Im Zusammenhang mit der Festnahme Carola Racketes kritisiert Bundespräsident Steinmeier die italienischen Behörden.

02.07.2019
Carola Rackete
Carola Rackete © dpa

Es könne ja sein, dass es italienische Rechtsvorschriften gebe, wann ein Schiff einen Hafen anlaufen dürfe, sagte Bundespräsident Frank-Walter Steinmeier. Nur: Italien sei nicht irgendein Staat. Italien liege inmitten der Europäischen Union, sei Gründungsstaat der EU. Und deshalb dürfe man von einem Land wie Italien erwarten, "dass man mit einem solchen Fall anders umgeht", sagte Steinmeier im ZDF mit Blick auf die 40 Migranten, die 17 Tage unter widrigen Bedingungen auf dem Schiff der deutschen Hilfsorganisation Sea-Watch ausgeharrt hatten.
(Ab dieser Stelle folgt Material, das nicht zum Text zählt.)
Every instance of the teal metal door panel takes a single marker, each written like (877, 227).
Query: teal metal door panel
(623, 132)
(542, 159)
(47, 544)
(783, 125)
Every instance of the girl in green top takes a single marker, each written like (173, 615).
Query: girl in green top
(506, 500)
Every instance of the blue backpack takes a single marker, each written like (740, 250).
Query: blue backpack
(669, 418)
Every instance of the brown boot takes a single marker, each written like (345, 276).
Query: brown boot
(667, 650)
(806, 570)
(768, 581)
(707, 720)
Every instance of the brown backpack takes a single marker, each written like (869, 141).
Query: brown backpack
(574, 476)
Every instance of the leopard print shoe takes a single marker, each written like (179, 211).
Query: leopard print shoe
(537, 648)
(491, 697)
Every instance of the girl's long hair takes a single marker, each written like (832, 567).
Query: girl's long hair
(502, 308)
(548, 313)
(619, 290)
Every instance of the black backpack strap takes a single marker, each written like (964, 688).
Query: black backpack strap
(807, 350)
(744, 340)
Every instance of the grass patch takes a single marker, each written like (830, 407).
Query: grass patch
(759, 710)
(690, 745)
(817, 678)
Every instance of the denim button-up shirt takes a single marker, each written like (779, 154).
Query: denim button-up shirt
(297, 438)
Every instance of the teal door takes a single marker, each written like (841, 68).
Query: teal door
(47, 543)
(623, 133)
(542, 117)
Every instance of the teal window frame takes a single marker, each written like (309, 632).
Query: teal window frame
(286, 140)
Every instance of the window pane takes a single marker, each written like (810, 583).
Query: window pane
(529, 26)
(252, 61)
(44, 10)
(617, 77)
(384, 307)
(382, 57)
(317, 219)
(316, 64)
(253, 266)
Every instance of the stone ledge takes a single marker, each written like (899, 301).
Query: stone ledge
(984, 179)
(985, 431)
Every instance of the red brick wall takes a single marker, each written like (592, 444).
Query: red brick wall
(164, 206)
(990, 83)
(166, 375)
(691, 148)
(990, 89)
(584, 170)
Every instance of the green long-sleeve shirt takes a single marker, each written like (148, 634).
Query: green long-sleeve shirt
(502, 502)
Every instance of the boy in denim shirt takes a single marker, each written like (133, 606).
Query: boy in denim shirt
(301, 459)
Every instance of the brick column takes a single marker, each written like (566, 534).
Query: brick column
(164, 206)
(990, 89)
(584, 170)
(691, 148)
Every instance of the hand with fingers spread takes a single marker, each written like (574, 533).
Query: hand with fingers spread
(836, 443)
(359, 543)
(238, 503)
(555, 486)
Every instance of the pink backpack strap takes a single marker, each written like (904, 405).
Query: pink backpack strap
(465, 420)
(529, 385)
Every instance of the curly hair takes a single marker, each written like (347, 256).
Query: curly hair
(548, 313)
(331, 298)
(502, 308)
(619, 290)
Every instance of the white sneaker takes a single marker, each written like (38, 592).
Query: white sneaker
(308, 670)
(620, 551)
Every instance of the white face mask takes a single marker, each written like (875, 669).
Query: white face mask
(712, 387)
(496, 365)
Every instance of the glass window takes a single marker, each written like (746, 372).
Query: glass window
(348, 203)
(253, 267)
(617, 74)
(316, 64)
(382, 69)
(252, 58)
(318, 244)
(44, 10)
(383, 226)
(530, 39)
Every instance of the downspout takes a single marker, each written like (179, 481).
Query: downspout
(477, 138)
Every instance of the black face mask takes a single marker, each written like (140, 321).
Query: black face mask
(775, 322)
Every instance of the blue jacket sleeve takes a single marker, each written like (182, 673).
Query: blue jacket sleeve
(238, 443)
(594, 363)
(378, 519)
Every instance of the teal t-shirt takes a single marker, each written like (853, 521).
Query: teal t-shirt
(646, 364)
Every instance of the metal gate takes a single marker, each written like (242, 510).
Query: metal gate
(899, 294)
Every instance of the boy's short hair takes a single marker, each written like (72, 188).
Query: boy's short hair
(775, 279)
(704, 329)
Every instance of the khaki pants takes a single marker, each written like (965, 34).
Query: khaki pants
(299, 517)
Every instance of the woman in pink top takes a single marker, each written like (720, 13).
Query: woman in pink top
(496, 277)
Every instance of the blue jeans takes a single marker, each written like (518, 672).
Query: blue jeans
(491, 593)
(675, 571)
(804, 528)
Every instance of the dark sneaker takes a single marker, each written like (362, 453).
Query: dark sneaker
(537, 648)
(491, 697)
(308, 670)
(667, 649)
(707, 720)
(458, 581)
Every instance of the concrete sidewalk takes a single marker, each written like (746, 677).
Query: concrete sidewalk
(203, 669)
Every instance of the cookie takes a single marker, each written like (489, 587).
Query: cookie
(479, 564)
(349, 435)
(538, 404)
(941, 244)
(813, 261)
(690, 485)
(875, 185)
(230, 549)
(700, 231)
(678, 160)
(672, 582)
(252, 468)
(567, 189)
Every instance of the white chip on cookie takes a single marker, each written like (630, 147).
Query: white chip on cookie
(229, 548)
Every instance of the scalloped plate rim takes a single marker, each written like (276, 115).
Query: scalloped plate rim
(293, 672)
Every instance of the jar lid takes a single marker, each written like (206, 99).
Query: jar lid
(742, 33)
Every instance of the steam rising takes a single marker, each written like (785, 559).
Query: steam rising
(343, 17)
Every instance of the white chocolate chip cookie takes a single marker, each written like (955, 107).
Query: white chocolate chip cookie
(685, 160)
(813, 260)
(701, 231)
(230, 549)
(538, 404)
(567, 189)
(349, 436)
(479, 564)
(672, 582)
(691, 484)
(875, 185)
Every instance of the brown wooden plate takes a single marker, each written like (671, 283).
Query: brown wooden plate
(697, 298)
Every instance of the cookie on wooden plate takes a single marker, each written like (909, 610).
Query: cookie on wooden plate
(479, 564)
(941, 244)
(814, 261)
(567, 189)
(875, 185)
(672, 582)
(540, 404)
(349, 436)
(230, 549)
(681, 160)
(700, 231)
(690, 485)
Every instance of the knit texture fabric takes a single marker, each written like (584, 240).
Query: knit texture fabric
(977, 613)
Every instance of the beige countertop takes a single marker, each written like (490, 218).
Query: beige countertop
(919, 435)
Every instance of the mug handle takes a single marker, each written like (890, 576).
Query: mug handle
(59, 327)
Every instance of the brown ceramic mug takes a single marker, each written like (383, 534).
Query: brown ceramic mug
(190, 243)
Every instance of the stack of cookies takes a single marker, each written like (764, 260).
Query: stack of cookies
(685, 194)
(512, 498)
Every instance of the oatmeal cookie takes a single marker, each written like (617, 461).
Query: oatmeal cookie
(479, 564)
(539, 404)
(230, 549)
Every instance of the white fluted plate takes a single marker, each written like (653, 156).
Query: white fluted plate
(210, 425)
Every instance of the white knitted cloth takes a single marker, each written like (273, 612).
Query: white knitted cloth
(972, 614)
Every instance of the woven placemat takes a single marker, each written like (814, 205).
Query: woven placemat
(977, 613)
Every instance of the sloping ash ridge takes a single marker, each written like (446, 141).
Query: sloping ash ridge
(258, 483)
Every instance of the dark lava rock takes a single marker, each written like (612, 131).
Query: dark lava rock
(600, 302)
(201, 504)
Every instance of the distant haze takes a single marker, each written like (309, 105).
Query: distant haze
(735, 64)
Er verteidigte die "Sea-Watch 3"-Kapitänin Carola Rackete: "Wer Menschenleben rettet, kann nicht Verbrecher sein", sagte Steinmeier. Unabhängig von dem konkreten Einzelfall werde die Flucht von Menschen aus Afrika über das Mittelmeer weitergehen, sollte sich die Situation etwa in Nordafrika nicht beruhigen. Der Bundespräsident forderte eine europäische Antwort auf das Sterben im Mittelmeer: "Da muss mehr geschehen, da muss Europa eine kräftigere Rolle spielen."

Spätestens am Dienstag wird Rackete einem Richter vorgeführt. Es wird erwartet, dass der Haftbefehl gegen die 31-Jährige bestätigt wird. Derzeit steht sie unter Hausarrest. Ihr drohen laut italienischen Medienberichten bis zu zehn Jahre Gefängnis.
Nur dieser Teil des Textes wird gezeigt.